Sequence pattern

from Wikipedia, the free encyclopedia

A sequence pattern is the uniform sequence of elements in transactions . Finding sequence patterns is a method of data mining . To give an example, in transactions involving customer purchases, the following question is asked: “Which items are being bought one after the other?”. The sequence pattern is not to be confused with the association analysis, which asks the question: "Which items are bought together?".

For the examination of sequence patterns, the transaction database must contain not only the elements of the transaction, but also the transaction time and an association characteristic (e.g. customer number).

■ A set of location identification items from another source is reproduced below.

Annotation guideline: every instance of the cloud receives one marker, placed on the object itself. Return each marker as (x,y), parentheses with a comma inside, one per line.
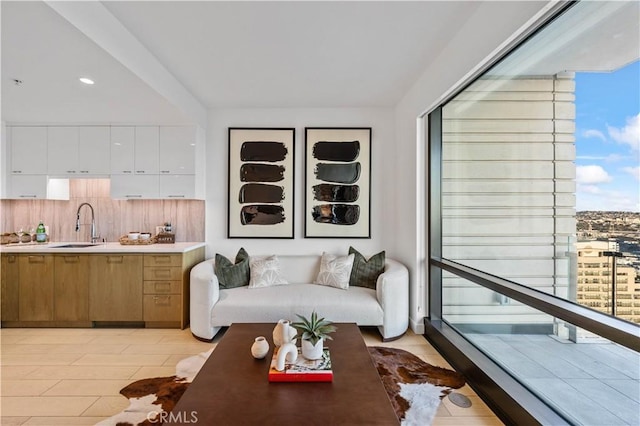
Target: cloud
(633,171)
(592,133)
(629,134)
(592,175)
(589,189)
(611,158)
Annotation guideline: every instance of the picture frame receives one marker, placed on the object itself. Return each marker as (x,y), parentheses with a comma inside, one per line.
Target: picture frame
(337,182)
(261,185)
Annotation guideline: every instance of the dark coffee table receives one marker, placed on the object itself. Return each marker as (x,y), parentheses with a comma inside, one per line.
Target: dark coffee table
(232,388)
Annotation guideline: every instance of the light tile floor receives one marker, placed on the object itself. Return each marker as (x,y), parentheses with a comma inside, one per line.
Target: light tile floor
(73,376)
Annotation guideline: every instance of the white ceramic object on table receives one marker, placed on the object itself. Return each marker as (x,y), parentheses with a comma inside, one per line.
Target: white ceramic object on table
(288,352)
(260,347)
(310,351)
(283,333)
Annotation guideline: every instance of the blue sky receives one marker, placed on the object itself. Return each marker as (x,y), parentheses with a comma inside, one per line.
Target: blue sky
(608,140)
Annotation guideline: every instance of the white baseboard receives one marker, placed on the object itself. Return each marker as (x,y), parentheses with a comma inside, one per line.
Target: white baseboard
(417,325)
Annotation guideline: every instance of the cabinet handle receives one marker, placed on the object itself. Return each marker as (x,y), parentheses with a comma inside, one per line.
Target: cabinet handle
(164,287)
(163,273)
(162,300)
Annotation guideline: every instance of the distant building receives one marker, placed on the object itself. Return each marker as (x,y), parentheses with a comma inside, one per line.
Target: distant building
(594,287)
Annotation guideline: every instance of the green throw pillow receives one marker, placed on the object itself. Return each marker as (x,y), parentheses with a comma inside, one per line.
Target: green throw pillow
(365,272)
(233,275)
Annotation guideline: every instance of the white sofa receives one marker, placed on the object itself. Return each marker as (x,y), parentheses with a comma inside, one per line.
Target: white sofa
(386,307)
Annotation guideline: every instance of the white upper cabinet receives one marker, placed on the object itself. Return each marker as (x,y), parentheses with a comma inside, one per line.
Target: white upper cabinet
(28,149)
(139,187)
(78,151)
(123,139)
(94,150)
(26,186)
(177,186)
(62,150)
(177,150)
(147,147)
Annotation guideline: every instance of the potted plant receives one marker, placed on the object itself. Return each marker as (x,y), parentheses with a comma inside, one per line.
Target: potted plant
(314,332)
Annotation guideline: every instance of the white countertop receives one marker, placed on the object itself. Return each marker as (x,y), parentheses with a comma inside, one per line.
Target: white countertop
(100,248)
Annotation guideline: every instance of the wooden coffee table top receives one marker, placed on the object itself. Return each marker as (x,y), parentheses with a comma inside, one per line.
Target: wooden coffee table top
(232,388)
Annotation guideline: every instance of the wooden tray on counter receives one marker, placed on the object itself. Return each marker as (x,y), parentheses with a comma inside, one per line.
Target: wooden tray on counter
(125,241)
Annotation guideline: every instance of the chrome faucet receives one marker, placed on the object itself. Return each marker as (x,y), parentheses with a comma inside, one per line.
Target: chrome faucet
(94,233)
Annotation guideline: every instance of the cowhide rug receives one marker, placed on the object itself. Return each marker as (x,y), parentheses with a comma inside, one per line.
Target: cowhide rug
(415,388)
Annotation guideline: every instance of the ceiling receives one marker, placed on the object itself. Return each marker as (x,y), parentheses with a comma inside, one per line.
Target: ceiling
(222,54)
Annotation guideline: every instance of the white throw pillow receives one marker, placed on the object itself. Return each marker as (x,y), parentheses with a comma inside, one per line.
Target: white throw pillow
(335,271)
(265,272)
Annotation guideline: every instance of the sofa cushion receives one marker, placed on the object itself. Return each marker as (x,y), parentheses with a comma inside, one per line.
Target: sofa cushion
(233,275)
(357,304)
(335,271)
(365,272)
(265,272)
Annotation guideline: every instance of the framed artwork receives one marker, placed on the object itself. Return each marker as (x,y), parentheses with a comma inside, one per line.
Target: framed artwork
(337,182)
(261,183)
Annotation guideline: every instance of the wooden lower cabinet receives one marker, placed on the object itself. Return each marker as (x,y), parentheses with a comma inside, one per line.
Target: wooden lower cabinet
(116,287)
(80,290)
(71,288)
(35,288)
(10,291)
(164,290)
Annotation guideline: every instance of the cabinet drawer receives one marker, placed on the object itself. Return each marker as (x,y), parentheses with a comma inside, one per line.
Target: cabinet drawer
(162,273)
(162,260)
(165,307)
(162,287)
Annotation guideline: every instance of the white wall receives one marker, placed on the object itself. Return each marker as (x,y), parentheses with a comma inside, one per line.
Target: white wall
(383,188)
(490,26)
(398,187)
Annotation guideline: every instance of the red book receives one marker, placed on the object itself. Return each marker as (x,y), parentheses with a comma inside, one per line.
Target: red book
(303,370)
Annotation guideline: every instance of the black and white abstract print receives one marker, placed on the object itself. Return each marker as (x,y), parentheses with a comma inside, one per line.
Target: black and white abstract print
(261,183)
(338,175)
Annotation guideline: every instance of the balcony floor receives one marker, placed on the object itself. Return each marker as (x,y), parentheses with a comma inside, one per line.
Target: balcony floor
(588,383)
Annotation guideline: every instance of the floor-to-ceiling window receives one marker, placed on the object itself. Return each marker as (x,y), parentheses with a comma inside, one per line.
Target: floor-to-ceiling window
(510,271)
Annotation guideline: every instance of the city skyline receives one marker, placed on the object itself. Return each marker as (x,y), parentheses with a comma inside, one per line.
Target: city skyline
(608,140)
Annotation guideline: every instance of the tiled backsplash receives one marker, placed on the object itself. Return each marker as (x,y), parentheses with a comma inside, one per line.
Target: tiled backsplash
(114,218)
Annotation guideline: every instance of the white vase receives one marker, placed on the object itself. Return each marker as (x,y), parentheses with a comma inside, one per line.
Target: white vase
(260,347)
(288,352)
(310,351)
(284,333)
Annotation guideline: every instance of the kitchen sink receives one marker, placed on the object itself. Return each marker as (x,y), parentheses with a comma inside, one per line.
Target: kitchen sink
(79,245)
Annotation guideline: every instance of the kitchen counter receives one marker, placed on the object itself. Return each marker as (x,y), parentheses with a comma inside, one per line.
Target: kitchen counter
(101,248)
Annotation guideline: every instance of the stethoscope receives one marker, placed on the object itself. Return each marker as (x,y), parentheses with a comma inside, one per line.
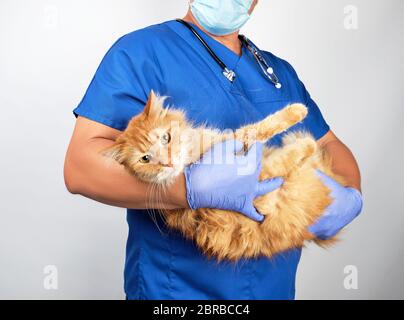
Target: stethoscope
(230,74)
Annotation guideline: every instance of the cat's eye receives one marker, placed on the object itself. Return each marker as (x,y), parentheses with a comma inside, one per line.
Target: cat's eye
(166,138)
(145,159)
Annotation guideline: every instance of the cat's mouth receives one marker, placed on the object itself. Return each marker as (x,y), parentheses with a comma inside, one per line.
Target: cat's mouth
(169,173)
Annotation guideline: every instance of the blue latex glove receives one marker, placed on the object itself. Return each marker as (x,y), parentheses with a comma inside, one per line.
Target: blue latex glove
(346,206)
(226,180)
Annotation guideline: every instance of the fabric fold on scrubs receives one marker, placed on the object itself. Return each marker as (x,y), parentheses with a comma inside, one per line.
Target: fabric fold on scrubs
(160,263)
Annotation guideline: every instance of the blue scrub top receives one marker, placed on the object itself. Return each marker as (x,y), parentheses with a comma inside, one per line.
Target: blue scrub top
(160,263)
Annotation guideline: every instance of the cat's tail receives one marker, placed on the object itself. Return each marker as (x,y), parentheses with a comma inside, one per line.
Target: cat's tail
(272,125)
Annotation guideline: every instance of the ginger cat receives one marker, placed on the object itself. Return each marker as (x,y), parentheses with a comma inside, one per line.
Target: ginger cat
(160,142)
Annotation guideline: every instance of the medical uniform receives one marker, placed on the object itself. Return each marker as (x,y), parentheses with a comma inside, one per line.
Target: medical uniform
(167,58)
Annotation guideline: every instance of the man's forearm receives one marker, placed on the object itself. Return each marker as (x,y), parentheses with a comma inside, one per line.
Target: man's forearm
(94,176)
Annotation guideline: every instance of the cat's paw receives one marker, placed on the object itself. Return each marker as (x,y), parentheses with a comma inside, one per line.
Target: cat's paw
(296,112)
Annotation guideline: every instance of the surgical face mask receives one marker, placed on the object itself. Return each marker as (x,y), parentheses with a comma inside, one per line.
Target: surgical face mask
(221,17)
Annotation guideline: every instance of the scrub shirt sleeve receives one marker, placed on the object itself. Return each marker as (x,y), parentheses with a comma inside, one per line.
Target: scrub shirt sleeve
(314,122)
(119,88)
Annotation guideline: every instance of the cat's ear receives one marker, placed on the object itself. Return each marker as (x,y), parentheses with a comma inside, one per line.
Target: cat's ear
(114,152)
(151,104)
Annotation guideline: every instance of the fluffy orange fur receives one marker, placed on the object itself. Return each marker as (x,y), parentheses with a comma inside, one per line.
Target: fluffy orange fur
(160,142)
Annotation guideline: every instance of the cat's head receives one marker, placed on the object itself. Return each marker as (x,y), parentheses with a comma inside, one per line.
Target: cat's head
(155,145)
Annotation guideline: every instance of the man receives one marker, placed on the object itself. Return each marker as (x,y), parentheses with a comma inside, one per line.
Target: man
(170,60)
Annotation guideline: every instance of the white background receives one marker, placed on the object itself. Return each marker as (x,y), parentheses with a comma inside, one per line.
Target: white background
(49,51)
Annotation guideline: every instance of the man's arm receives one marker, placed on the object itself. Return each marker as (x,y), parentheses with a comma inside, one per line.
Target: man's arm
(92,175)
(344,162)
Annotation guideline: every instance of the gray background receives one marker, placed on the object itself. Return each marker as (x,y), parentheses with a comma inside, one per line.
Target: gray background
(49,51)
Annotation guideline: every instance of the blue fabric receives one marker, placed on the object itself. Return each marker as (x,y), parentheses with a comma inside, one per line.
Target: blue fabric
(161,264)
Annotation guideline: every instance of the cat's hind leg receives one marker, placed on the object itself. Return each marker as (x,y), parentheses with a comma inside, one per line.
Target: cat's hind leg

Principle of sequence pattern recognition

The algorithm for finding sequence patterns is structured as follows:

  1. Sorting the database
    Sorting according to the togetherness characteristic (e.g. customer number) as the primary and transaction time as the secondary key. Structure of the sequences sorted according to what they belong together
  2. Finding the frequent item sets
  3. Transformation of the database
    Only the frequent item quantities are assigned to the customers (only serves to increase efficiency).
  4. Find the sequence pattern
    Frequent item sets are combined to form sequence patterns and checked whether they reach the minimum support (analogous to finding association rules ). It must be noted that a found pattern is not contained in a longer one.

application areas

Bioinformatics : Protein Sequences in DNA Analysis. The DNA consists of four bases (A, C, G, T) and 20 amino acids. The task in many areas of bioinformatics is to find sequences of the same type as long as possible.

Web mining : sequence of visited websites. The sequence of the websites visited, which lead to a successful purchase in a shop or to a cancellation, can be used to improve the website.